Furthermore, if users did spend a lot of time talking about their admin's moderation, I guarantee it would come in the form of a lot of complaining, maybe even entitled-sounding complaining, without much deference to the admin's right to do what they want on the server they are, admittedly, paying for. There is no way for the community to figure out who's servers are good to be on without continually hashing out who is doing a good job, which means, in some cases, disapproving.

As for contacting your admin to say you think they're being petty... That is not likely to work! You'd probably just get yourself banned before having a chance to migrate your followers!

> First, unless users spend a lot of time talking about servers, they won't know where to leave to.

You can literally see everyone's instance right next to their name on most Fediverse clients - I'm MichaƂ "phoe" Herda, but also @phoe@functional.cafe, which already gives people one more possibility to choose from as long as they see my posts pop up. Then, there's some independent instance browsers, and, finally, you can just ask a #question in a public post and ask for boosts.

> As for contacting your admin to say you think they're being petty... Do you think that would work?
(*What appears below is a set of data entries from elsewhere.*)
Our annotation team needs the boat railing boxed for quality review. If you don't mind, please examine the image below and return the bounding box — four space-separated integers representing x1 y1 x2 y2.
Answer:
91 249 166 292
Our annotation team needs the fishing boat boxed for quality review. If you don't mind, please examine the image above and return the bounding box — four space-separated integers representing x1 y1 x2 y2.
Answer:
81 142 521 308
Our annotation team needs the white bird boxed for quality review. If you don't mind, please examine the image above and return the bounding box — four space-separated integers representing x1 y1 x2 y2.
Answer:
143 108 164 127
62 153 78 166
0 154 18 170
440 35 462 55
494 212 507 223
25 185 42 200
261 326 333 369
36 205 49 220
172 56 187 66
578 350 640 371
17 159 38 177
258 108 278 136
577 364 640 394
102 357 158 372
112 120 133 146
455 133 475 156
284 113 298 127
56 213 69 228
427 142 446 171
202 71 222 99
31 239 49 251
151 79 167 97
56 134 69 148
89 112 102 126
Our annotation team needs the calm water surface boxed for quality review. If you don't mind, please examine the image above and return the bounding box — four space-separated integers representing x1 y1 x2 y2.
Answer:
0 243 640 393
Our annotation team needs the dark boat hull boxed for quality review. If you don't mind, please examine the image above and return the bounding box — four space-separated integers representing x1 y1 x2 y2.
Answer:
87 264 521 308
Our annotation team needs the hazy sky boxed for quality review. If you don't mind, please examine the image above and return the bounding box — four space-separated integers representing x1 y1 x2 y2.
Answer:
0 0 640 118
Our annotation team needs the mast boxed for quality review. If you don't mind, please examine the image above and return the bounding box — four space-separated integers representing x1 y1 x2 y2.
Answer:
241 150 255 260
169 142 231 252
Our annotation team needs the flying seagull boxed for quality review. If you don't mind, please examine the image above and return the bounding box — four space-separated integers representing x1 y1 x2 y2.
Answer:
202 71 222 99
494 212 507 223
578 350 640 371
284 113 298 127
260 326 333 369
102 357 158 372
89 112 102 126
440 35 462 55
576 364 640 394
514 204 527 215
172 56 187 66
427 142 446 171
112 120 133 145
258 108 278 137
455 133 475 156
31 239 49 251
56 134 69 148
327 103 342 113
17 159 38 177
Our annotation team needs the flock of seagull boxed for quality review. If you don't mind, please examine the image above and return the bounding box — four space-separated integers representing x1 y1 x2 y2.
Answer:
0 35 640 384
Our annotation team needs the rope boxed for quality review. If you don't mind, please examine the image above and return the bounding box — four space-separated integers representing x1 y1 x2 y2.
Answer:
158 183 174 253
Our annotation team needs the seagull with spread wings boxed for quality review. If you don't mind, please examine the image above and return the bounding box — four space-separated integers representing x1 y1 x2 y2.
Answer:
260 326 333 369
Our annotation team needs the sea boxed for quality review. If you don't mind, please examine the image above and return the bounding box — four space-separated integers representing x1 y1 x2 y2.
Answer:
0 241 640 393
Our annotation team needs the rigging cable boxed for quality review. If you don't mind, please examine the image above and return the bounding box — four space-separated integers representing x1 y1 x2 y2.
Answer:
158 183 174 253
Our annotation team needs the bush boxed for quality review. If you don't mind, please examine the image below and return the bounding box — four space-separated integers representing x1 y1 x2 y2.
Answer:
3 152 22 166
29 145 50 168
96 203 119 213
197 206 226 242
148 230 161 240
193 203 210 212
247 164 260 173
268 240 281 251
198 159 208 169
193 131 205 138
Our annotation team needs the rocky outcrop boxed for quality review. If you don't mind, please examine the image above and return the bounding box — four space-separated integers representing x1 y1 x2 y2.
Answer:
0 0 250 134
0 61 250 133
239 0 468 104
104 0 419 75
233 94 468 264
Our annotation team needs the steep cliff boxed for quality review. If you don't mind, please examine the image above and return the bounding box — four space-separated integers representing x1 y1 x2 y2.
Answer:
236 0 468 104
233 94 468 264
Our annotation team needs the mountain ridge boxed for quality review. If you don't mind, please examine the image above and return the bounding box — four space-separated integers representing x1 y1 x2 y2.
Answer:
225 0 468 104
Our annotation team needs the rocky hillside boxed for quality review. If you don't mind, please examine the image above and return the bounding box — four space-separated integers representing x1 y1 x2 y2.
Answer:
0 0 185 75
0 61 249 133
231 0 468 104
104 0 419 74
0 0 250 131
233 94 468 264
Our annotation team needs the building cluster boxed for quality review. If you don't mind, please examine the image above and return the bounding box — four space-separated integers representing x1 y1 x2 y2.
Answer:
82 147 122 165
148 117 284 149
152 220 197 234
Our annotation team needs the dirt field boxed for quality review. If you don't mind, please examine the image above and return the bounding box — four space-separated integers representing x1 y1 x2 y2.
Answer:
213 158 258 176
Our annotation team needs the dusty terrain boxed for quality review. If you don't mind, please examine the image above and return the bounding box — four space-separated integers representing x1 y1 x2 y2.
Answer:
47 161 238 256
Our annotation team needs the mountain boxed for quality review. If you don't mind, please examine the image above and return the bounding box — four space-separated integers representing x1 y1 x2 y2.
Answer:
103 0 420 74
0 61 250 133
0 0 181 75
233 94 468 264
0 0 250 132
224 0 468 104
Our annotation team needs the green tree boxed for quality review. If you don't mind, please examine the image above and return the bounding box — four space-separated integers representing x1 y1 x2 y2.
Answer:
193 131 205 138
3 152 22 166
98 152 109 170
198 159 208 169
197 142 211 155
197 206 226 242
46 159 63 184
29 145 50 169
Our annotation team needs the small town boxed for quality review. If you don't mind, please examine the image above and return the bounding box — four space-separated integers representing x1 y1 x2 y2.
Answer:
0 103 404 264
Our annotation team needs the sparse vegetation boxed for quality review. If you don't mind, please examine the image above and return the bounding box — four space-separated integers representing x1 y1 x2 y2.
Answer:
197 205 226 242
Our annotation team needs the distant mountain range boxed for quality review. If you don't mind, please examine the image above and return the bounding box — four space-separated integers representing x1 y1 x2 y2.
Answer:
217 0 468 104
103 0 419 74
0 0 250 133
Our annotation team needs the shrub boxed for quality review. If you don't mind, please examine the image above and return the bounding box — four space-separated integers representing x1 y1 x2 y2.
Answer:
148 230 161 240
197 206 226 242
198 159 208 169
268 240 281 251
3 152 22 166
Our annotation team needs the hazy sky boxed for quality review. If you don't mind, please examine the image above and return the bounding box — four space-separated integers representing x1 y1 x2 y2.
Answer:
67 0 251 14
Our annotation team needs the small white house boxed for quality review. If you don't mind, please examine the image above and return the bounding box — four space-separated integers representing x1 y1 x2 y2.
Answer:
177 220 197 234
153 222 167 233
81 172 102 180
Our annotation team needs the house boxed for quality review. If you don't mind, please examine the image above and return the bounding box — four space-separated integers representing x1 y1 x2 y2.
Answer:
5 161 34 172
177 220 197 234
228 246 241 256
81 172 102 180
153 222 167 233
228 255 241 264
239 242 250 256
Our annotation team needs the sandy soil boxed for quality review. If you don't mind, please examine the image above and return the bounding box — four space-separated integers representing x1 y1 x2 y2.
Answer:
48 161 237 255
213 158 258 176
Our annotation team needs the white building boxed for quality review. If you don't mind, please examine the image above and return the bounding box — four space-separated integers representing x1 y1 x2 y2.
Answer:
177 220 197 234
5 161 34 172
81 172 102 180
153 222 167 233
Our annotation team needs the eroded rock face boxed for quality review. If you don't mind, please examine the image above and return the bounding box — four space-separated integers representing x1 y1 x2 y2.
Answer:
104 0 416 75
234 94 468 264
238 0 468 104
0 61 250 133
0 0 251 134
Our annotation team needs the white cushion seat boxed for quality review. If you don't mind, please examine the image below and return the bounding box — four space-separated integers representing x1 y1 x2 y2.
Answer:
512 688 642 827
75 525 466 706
Yes. I'm a mod on functional.cafe, we've had a few instances of our users contacting us with moderation questions and we've asked our users for feedback several times as well, and we've managed to resolve them to almost everyone's enjoyment. I'll probably repeat - if you can't trust your instance admin, then it's on you. There's no higher authority to appeal to, so quite literally the only option is "if you don't like it, you can leave", except you have hundreds of choices with distinct moderation policies.
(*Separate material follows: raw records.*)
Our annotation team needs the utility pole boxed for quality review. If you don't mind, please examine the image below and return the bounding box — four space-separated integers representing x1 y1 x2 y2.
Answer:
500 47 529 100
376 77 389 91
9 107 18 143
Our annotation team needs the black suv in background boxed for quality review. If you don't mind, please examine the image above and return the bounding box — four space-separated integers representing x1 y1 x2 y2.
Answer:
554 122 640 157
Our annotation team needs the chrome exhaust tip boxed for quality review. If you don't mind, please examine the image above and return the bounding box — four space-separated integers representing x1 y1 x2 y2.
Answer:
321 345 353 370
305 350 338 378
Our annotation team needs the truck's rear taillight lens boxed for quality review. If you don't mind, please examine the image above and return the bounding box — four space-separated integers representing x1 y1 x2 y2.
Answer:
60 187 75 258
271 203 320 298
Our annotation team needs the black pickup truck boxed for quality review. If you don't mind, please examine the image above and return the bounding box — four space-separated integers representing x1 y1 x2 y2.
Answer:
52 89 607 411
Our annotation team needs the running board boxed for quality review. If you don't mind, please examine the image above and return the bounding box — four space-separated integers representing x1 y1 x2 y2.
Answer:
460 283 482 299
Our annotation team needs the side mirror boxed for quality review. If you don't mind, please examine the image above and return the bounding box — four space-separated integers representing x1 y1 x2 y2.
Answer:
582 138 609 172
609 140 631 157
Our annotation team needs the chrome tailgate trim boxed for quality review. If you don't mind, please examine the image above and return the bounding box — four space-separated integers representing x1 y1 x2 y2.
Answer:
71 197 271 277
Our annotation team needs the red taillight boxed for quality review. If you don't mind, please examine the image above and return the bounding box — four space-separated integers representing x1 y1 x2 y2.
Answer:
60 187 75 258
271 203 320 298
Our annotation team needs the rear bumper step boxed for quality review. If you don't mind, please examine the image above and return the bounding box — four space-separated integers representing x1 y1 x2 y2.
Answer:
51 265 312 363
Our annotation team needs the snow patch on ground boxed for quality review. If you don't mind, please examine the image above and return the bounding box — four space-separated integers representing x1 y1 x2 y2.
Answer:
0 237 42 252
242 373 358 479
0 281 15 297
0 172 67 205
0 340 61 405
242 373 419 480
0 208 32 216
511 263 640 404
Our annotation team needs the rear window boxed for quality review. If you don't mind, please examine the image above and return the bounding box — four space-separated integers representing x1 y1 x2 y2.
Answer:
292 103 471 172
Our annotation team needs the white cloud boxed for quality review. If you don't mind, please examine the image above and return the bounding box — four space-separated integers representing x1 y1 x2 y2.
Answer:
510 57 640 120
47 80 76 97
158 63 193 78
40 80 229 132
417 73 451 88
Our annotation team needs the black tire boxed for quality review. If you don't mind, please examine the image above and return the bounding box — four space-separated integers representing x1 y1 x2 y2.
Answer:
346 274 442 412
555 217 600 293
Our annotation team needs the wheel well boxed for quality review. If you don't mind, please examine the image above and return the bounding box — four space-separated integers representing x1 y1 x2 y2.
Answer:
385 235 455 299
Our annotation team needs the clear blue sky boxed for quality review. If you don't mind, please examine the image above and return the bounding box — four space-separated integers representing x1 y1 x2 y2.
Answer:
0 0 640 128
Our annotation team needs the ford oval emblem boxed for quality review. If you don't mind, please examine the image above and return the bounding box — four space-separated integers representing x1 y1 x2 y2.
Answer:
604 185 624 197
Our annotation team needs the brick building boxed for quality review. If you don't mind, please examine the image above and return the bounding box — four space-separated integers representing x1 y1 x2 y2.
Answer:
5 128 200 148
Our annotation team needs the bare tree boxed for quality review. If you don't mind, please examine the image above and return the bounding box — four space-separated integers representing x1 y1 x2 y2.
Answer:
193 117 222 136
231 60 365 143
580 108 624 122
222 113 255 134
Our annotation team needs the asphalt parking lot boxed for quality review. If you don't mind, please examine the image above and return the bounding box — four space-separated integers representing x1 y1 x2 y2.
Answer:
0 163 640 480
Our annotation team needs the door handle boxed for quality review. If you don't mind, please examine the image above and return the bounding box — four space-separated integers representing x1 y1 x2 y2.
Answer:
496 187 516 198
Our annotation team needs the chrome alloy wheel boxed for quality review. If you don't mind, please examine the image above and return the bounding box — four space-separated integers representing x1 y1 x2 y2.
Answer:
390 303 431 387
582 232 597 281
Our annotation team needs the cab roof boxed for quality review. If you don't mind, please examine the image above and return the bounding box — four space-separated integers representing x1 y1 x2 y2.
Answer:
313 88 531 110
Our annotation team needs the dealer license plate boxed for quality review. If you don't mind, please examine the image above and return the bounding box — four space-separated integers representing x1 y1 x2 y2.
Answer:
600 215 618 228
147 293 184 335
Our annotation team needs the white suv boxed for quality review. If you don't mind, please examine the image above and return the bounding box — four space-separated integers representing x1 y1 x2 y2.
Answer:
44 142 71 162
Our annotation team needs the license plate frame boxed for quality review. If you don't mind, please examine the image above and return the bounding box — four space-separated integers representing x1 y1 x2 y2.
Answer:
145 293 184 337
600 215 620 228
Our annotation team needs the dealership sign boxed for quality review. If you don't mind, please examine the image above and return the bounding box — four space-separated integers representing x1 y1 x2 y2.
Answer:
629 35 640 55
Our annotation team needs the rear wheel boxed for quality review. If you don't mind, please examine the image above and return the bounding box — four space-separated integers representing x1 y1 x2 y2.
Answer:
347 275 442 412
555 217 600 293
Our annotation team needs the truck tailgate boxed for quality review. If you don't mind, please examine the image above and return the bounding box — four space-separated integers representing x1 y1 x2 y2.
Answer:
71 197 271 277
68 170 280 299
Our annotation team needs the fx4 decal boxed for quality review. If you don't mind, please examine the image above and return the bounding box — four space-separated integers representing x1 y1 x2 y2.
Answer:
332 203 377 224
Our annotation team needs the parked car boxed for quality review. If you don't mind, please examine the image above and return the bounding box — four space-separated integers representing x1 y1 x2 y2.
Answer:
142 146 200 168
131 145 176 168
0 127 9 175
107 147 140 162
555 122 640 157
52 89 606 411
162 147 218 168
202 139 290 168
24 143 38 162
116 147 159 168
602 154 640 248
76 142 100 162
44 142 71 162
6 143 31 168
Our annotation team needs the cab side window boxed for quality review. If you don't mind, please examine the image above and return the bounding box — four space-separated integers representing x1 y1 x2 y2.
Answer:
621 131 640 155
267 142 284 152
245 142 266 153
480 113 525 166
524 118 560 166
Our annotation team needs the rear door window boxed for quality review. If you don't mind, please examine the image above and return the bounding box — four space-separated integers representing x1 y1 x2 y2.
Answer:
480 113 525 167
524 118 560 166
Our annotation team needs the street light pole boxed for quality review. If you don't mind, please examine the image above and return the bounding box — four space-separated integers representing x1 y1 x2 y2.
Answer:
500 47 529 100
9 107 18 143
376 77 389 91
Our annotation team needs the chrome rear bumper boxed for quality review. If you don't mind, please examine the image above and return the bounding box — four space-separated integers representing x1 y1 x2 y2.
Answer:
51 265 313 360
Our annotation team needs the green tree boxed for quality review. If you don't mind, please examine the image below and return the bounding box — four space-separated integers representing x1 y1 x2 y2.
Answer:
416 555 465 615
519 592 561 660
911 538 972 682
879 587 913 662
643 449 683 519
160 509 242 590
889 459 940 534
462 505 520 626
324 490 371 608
It's the same as with great migration - if you ended up on an instance that doesn't resonate with you, then hopping to another one is even cheaper than it used to be (with the new "account moved to" feature that, AFAIR, wasn't there during the great migration).

Finding a good instance that suits you well isn't exactly cheap; you're not a product, meaning there's no one who makes money on you always having a good initial experience. That's the cost associated with the meaning of you being a person, not a product - you need to find your place in society, and there are instances as generalist, specialized, bland, and wicked as you can imagine for you to choose from.
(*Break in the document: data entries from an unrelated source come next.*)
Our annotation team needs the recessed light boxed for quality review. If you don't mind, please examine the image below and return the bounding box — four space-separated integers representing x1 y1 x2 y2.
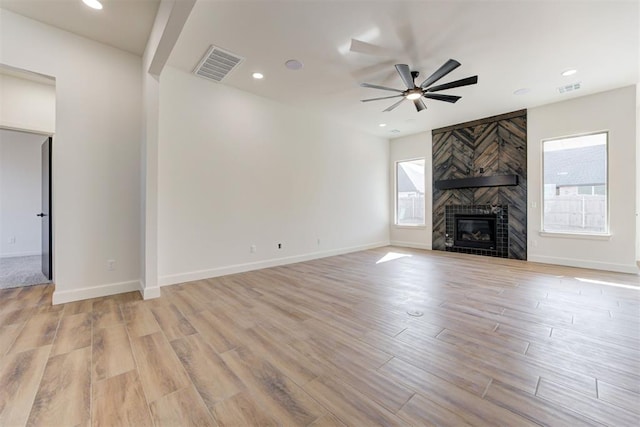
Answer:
284 59 303 71
82 0 102 10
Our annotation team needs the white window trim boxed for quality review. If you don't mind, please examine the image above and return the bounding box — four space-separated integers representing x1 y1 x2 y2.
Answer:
538 129 611 240
393 157 427 230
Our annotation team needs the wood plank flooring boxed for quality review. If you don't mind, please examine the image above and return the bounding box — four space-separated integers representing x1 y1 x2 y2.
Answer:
0 247 640 427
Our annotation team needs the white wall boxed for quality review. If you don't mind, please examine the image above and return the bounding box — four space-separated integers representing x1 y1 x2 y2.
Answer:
0 69 56 134
0 129 47 258
158 67 389 285
0 9 142 303
389 132 433 249
527 86 637 273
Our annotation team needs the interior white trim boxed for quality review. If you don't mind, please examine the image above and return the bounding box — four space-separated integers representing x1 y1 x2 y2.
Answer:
139 282 160 300
51 280 142 305
527 255 639 274
0 251 42 258
158 241 389 286
391 240 432 251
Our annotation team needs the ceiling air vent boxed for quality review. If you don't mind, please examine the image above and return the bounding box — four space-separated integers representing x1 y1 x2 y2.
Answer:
193 46 244 82
558 83 580 93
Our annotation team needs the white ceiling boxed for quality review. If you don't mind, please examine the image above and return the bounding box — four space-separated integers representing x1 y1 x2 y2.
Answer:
0 0 640 138
0 0 160 55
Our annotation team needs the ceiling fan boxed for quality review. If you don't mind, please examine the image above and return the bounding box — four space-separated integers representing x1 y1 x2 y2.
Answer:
360 59 478 112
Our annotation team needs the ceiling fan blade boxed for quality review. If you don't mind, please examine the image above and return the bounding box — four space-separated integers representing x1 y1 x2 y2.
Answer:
383 97 407 113
396 64 416 89
413 98 427 113
420 59 460 89
360 94 402 102
360 83 404 93
426 76 478 92
424 93 462 104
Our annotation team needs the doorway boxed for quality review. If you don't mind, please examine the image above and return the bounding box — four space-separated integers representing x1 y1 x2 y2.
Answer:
0 129 53 289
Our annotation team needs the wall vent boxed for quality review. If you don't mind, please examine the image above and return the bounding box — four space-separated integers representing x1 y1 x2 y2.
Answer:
558 83 580 93
193 46 244 82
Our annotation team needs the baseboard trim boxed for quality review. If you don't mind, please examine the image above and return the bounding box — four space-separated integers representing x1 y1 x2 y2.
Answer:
0 251 42 258
390 240 432 251
527 255 638 274
158 241 389 286
140 283 160 300
51 280 142 305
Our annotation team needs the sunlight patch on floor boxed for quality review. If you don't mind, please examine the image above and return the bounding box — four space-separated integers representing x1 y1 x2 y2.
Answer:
376 252 411 264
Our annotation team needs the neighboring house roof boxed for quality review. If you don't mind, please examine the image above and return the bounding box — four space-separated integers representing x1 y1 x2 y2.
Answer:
544 145 607 187
398 162 424 193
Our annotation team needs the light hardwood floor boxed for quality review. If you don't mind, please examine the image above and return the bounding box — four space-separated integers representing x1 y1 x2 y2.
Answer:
0 247 640 427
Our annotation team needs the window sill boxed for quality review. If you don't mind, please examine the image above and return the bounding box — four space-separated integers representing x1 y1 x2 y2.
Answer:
393 224 427 230
538 231 611 240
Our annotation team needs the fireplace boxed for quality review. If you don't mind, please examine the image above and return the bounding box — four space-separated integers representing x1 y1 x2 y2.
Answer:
453 214 496 249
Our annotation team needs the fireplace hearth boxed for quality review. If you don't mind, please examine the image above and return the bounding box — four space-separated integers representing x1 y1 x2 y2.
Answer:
453 214 496 249
444 205 509 258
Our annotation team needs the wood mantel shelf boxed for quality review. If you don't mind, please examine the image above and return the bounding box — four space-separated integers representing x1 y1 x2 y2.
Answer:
435 175 518 190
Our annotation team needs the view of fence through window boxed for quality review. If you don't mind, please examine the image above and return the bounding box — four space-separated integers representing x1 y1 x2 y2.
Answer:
543 132 608 234
396 159 424 225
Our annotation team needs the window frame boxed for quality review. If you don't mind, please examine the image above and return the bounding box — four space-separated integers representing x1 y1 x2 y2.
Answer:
539 129 611 240
393 157 427 230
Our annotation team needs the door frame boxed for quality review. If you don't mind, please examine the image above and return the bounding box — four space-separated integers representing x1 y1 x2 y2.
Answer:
0 125 56 283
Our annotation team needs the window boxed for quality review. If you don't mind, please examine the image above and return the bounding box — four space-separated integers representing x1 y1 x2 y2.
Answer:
396 159 424 226
542 132 609 234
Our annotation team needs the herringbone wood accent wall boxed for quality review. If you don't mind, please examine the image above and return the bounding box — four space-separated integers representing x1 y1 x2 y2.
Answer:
432 110 527 259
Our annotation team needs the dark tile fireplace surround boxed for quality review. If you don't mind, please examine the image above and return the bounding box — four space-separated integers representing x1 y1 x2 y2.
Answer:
432 110 527 259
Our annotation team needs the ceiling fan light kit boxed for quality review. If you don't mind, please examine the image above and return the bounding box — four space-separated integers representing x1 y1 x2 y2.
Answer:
360 59 478 112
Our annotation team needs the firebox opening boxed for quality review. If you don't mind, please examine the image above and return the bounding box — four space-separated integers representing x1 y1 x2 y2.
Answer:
454 214 496 249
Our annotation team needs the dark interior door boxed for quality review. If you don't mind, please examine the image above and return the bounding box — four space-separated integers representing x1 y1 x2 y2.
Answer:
38 137 53 280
I think you hit the nail on the head when you said finding a server with rational administration is not cheap. The competition - for those who can tolerate one-liner Twitter culture - is free.
> finding a server with rational administration is not cheap

Sure it is: choose the server everyone else chose. We know exactly how all this stuff works out because we already hashed it out with email. Everyone will just use the equivalent of Gmail and you'll have to do what they say or they won't deliver your emails/posts.

Nilay Patel was right when he said the essential product of social media is content moderation (or a spam filter, whatever you want to call it). Some service will come along and say "we filter out 100% of the stuff 80% of you don't want" and that'll be that. Services/protocols that don't facilitate that will be replaced by those that do. Maybe it's hard to see now, but we're in the "overthrow our tyrannical overlords" phase of the internet cycle. Next up is "please someone make this safe/usable for mere mortals". Centralization etc. is a red herring.

Your claim that Twitter has rational administration is a very bold one. (Which accidentally strengthens your confirmation of me "hitting the nail on the head".)
I was thinking of Bluesky when I said that, but it was true for Twitter for the use of the word rational I am talking about (keeping personal beefs out of it and at least trying to be impartial). Elon Musk has since made himself, and X, the perfect example of an instance admin on a power trip! That's a good analogy, actually. You might be on a moderation team with sensible feedback policies but the odds are very high of a new user ending up on the property, and following the rules, of a miniature Elon.